바이오스펙테이터

by Changmin Shin

▲NASH-TAG presentation of Peter Goughnour, Executive Director of JD Bioscience

JD Bioscience announced on January 22 that it presented the preclinical results of the company’s MASH treatment candidate GM-60106 at ‘NASH-TAG 2024’, a conference specializing in metabolic dysfunction-associated steatohepatitis (MASH, formerly NASH) held in Park City, the United States from the 4th to the 6th.

GM-60106 is an oral HTR2A inhibitor, and JD Bio confirmed that the administration of GM-60106 in the MASH animal model improved symptoms related to MASH, such as liver fibrosis and steatosis.

JD Bio is currently undergoing phase 1a/1b clinical trial for GM-60106 in Australia and is expected to complete the clinical trial in March. JD Bio has completed the safety evaluation of phase 1a part and is undergoing phase 1b efficacy evaluation.

In particular, JD Bio’s research achievements were selected as Distinguished Abstracts by the NASH-TAG conference and were made through oral presentations. The company explained that it was able to be selected as a distinguished abstract due to its novel mechanism of action targeting HTR2A and positive research results.

5-Hydroxytryptamine Receptor 2A (HTR2A) is a serotonin (5-HT) receptor expressed in hepatocytes and hepatic stellate cells (HSCs); serotonin is known to cause lipid accumulation in the liver. GM-60106 blocks the serotonin signaling and causes therapeutic effect.

JD Bio designed with a structure in which GM-60106 cannot penetrate the blood-brain barrier (BBB), thereby minimizing the effect of drugs on the central nervous system (CNS). It is known that 95 percent of the body’s serotonin is synthesized in the intestine, not the brain.

According to the conference’s presentation, JD Bio confirmed the efficacy of GM-60106 in cell lines and mouse models that caused MASH. First, when GM-60106 was treated on HSC cell lines that cause fibrosis in the liver, α-SMA protein and collagen, which are markers of fibrosis, were found to decrease.

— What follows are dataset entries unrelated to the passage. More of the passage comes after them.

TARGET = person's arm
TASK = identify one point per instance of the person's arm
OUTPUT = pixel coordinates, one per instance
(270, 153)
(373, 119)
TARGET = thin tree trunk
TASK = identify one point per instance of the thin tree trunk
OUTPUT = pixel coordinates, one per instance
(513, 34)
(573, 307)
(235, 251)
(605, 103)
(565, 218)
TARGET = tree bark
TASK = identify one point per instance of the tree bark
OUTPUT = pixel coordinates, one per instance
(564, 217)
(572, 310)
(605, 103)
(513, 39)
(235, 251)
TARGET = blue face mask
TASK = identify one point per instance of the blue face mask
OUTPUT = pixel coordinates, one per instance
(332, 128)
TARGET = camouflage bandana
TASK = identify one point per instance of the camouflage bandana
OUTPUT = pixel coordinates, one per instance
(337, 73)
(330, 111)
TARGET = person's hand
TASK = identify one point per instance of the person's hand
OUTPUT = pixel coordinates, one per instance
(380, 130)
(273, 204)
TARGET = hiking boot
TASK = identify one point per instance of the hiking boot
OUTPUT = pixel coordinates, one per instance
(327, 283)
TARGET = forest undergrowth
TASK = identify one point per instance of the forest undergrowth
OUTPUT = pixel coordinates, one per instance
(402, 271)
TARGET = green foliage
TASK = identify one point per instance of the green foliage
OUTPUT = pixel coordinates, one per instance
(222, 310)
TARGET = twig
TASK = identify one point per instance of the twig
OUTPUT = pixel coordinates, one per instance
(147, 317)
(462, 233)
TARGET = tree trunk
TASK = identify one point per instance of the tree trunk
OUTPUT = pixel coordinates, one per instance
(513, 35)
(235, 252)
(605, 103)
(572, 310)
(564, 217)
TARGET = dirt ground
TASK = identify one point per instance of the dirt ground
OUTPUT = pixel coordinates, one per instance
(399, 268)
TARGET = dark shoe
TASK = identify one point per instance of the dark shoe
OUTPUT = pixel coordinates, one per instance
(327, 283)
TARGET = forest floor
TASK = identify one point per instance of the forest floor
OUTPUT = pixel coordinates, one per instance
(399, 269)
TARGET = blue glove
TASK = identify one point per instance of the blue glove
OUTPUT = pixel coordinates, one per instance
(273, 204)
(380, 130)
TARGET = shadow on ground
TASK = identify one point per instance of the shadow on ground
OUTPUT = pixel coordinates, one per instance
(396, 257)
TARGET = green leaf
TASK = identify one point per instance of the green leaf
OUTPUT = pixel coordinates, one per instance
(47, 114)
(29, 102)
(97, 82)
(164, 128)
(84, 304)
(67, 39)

The company confirmed that when GM-60106 was administered in DIO (diet-induced obese) mouse model, its body fat and blood glucose were both reduced compared to the control group (vehicle). The liver tissue of the mouse model was then collected and histologically examined, and the dose-dependent improvement of hepatic steatosis, lobular inflammation, and ballooning, a morphological marker indicating damage to liver cells, was found.

JD Bio evaluated the safety of GM-60106 in a total of 88 healthy adults in the phase 1a clinical trial. As a result of the evaluation, a total of 26 drug-related adverse events were identified, all of which were grade 1 to 2, and no serious adverse events occurred. JD Bio is conducting phase 1b on 8 people with metabolic dysfunction-associated steatotic liver disease (MASLD) biomarkers such as hepatic steatosis, which has not developed into MASH, and is evaluating improvement of steatosis and liver fibrosis.

“At this conference, we were able to share our novel target with many doctors, pharmaceutical companies, and scientists,” said Jinhee Ahn, CEO of JD Bioscience. “Many attendees gave positive responses regarding JD Bioscience’s presentation and asked questions about the research.”

More than 200 liver specialists attended the NASH-TAG conference and presented their updated findings and therapeutics for MASLD, according to JD Bio. NASH-TAG will change its name to ‘MASH-TAG’ next year.